Наш полк посетил командующий ВВС А.А. Новиков. Выступая перед строем летчиков, он, в частности, сказал, что особой «заботой» истребителей должен быть самолет ФВ-189, который, корректируя огонь немецкой артиллерии, сильно досаждал наземным войскам. На следующий день, 17 сентября, Клещева вызвали на совещание в штаб фронта. Вернувшись, он собрал летчиков и объявил, что завтра, 18-го, начнется решительное наступление наших войск с севера на юг в направлении станции Котлубань (15 километров западнее города) с целью отрезать и окружить немецкие войска, осадившие Сталинград. За день наши войска должны были продвинуться на 30 километров.
С утра полк вылетел тремя большими группами на линию фронта чуть севернее станции Котлубань. Я был в первой группе ведомым у командира полка. Когда мы подошли к району, я увидел перед собой находящийся в развороте ФВ-189, получивший прозвище «рама» из-за его формы, образованной двумя крыльевыми балками, к которым крепилось оперение. Может быть, Клещев намеренно отошел слегка в сторону, чтобы предоставить его мне. Я атаковал «Фокке-Вульф», довольно спокойно прицеливаясь (что меня потом удивило). Взял немного большее упреждение и открыл огонь, постепенно уменьшая упреждение. К сожалению, стреляла только пушка, имевшая небольшую скорострельность, а оба крупнокалиберных пулемета БС отказали, поэтому вероятность попадания была не очень велика. «Рама» разворачивалась с большим креном, дальность до нее уменьшилась метров до пятисот. «Рама» еще увеличила крен и перешла в пикирование. Я еще немного прошел за ней, но потом прекратил огонь и вернулся на свое место к ведущему. Перед вылетом мне строго-настрого было сказано: ни в коем случае не уходить от него. Ниже шла вторая наша группа, капитана Стародуба, и «раму» добили. Это была первая в моей жизни стрельба по воздушной цели.

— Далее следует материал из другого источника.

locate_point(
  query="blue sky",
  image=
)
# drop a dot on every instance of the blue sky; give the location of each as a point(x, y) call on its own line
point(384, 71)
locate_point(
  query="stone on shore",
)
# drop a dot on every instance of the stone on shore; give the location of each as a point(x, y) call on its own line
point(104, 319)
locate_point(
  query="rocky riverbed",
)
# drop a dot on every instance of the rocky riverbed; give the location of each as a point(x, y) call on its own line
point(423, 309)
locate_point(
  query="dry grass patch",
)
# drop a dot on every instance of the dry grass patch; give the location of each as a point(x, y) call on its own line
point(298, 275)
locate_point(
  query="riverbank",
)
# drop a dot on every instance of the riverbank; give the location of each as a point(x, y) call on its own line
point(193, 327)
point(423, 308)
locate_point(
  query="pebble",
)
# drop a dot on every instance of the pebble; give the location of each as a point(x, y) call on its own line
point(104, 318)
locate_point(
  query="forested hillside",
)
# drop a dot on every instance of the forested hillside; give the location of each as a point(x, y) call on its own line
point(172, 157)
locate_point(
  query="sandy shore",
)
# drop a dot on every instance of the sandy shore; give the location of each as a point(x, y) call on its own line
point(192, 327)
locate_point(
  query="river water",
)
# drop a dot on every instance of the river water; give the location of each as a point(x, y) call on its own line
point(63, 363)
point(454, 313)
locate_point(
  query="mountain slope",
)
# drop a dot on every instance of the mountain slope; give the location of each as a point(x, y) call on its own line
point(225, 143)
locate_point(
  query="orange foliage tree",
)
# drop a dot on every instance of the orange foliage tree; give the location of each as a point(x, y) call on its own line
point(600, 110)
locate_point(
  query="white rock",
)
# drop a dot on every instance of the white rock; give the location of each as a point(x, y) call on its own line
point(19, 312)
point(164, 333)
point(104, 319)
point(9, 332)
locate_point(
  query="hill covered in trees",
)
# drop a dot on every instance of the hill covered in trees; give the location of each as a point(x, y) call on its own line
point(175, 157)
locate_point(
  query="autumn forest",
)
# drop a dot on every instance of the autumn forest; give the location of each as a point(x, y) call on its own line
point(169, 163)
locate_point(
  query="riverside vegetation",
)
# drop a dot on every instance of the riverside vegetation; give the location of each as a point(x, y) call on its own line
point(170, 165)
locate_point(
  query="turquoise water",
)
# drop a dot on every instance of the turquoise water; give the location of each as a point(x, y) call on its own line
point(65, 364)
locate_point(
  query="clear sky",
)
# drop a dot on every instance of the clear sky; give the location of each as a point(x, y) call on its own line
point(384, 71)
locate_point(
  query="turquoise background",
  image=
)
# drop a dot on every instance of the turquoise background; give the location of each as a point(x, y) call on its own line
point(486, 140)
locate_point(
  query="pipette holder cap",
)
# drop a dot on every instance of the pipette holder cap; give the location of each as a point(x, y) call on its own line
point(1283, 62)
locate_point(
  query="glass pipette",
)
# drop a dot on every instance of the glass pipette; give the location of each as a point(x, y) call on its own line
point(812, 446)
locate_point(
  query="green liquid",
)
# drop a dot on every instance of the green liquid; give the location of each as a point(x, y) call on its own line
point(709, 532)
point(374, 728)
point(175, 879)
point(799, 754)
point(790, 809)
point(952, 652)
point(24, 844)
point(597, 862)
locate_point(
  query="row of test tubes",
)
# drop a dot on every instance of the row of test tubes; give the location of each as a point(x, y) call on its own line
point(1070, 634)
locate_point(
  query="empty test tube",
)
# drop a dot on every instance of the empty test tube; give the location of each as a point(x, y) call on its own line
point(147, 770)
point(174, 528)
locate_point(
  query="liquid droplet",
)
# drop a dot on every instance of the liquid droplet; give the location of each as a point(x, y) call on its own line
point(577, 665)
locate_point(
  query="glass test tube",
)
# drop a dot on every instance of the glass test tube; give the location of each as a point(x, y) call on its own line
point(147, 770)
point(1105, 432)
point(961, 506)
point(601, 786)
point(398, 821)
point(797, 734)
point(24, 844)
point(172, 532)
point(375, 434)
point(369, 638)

Потом мы увидели бомбардировщики «Хейнкель-111». Они шли тройками, их было несколько десятков. Клещев и я подходили к ним первые. Я опять прицеливался по всем правилам и стрелял довольно спокойно. Как только мы открывали огонь, немцы поспешно сбрасывали бомбы (их было хорошо видно) и разворачивались в сторону Дона. Значит, мы не давали им прицельно бомбить, и, может быть, бомбы падали на немецкие позиции. Вели огонь и другие самолеты нашей и двух других групп. Мои пулеметы так и не работали, хотя я, как полагалось, еще раз сделал перезарядку. Сбитых самолетов перед собой я не видел, но потом выяснилось, что было сбито семь бомбардировщиков.
Вдруг по радио я услышал кричащий женский голос: «Мессера сверху! Мессера!» – это предупреждал наземный пост наблюдения. Радиостанции тогда стояли не на всех самолетах, и не все, которые были, работали, но летчики сами увидели подходящие выше нас немецкие истребители и вошли в оборонительный вираж. Мы сделали несколько виражей, я видел наш самолет впереди и, оглядываясь, с облегчением убеждался, что за мной идет самолет тоже с выкрашенным в красный цвет носом – это было отличие машин нашего полка. Вдруг метров на сто ниже меня под углом градусов тридцать проскочил самолет с желтыми полосами на крыле. Me-109! Я понял, что он пытался атаковать меня. Довернуть на него я уже не мог.
Один Як вышел вверх и стал энергично качать крылом – это командир полка призывал летчиков к себе. Необходимо было прекратить вираж и начать активный бой. Летчики наконец одумались и начали маневрировать по вертикали, а я пристроился ведомым к одному из них. У нас уже кончалось топливо, и мессера тоже стали уходить. На аэродроме летчики не смотрели друг другу в глаза – таким опытным, обстрелянным не к лицу было пассивно виражить. Я сказал техникам об отказе пулеметов, они повозились и заверили меня, что теперь все будет в порядке, но, увы, в следующем вылете все повторилось. Отказы БСов были тогда частыми, скандал в связи с этим дошел до самых верхов. Они, может быть, сыграли роль и в судьбе моего брата.